Gross fixed capital formation dropped by 2.7 percent, substracting 0.7 percentage points from growth. Private investment fell 0.8 percent, driven by a 1.4 percent decline in dwelling, a 4.9 percent fall in ownership transfer costs and a 1.3 percent drop in non-dwelling construction. Private investment in new buildings detracted 0.3 percentage points from GDP growth, while new engineering and new and used dwellings detracted 0.2 and 0.1 percentage points respectively. Public investment decreased 10.4 percent and detracted 0.5 percentage points from growth, as state and local general government fell 13.0 percent and total national general government declined by 16.8 percent.
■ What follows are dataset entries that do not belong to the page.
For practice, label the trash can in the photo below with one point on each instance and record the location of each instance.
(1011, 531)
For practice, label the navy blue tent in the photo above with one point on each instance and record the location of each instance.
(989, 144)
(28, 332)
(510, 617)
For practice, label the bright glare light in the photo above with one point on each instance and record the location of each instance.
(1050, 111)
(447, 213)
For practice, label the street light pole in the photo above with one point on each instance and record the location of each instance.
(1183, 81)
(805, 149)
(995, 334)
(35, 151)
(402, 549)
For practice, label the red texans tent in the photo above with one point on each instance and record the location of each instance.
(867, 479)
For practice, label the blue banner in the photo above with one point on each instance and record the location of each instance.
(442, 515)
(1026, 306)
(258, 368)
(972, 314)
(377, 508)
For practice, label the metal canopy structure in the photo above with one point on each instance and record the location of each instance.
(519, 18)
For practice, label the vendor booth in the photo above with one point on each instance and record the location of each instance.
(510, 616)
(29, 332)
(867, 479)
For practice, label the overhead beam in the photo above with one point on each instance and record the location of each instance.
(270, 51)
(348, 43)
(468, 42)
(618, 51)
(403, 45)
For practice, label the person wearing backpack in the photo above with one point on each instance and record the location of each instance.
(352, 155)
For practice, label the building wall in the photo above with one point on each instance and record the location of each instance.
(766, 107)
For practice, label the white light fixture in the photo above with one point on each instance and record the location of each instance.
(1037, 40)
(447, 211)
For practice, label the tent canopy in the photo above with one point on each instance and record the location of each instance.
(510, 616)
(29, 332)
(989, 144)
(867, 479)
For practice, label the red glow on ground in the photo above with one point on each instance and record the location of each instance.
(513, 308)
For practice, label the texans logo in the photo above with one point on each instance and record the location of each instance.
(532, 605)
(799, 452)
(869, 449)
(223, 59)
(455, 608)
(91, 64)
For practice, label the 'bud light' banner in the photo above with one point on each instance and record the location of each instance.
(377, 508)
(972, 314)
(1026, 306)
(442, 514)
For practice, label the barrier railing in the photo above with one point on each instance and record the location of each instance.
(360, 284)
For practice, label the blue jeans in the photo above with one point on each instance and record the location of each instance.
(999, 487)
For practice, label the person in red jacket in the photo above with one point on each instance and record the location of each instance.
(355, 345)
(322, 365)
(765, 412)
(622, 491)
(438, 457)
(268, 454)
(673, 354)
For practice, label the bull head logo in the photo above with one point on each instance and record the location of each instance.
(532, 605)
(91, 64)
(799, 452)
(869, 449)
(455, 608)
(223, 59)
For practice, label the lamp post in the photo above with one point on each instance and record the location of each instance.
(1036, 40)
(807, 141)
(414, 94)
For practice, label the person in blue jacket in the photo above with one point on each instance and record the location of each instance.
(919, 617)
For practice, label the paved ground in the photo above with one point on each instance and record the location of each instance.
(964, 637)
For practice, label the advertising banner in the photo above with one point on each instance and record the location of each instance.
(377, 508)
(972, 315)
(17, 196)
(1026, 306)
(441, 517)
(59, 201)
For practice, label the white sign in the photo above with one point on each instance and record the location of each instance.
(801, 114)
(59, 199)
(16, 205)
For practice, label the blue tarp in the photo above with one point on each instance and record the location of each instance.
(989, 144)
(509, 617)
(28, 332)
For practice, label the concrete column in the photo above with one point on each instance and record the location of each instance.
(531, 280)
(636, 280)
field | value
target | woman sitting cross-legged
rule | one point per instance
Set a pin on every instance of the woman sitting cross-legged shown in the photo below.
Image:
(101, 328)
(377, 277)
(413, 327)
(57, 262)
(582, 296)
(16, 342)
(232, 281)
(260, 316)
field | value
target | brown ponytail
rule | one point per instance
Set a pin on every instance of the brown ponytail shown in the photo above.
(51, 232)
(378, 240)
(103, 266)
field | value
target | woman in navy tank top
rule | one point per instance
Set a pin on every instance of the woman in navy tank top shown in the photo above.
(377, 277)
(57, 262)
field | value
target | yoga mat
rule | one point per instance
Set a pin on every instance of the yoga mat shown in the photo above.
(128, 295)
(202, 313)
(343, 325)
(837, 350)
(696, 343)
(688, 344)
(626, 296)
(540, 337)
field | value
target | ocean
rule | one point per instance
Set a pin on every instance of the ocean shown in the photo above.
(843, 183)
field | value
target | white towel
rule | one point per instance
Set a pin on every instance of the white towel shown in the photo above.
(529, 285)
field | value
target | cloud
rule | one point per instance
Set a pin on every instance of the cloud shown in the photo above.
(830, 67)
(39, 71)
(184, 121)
Exports of goods and services went up 0.3 percent while imports of goods and services grew at a faster 1.3 percent. Net exports detracted 0.2 percentage points from GDP growth. The change in total inventories was an increase of AUD 1,053 million in seasonally adjusted terms compared to a rise of AUD 435 million in the last quarter, contributing 0.1 percentage points to GDP. This increase was driven by a rise in wholesale trade and retail inventories.
In the September quarter, final consumption expenditure grew by 0.3 percent. Household spending rose 0.4 percent, driven by a rise in hotels, cafes and restaurants: +2.2 percent and insurance and other financial services: +1.3 percent. Meanwhile, government expenditure shrank 0.2 percent.
By industry, mining declined by 0.8 percent (due to a drop in exploration and mining support services: -7.2 percent, other mining: -3.1 percent, oil and gas extraction: -1.3 percent and coal mining: -0.5 percent), followed by construction (-3.6 percent, driven by falls in all subdivisions), retail trade (-0.8 percent, due to a drop in food retailing) and rental, hiring and real estate services (-2.4 percent, driven by property operators and real estate services). In contrast, growth was seen in agriculture, forestry and fishing (+7.5 percent, driven primarily by rises in grains, cotton and livestock output) and information media and telecommunications (+1.6 percent, driven by rises in telecommunications and internet services).
Through the year, the economy grew by 1.8 percent, slowing sharply from a 3.3 percent expansion in the June quarter while market estimated a 2.5 percent growth. It was the weakest growth since the third quarter 2009.
Real net national disposable income increased by 0.8 percent quarter-on-quarter, up from a 0.5 percent rise in the June quarter, largely supported by a 4.5 percent increase in terms of trade. The terms of trade experienced its first consecutive quarterly increase since September quarter 2011.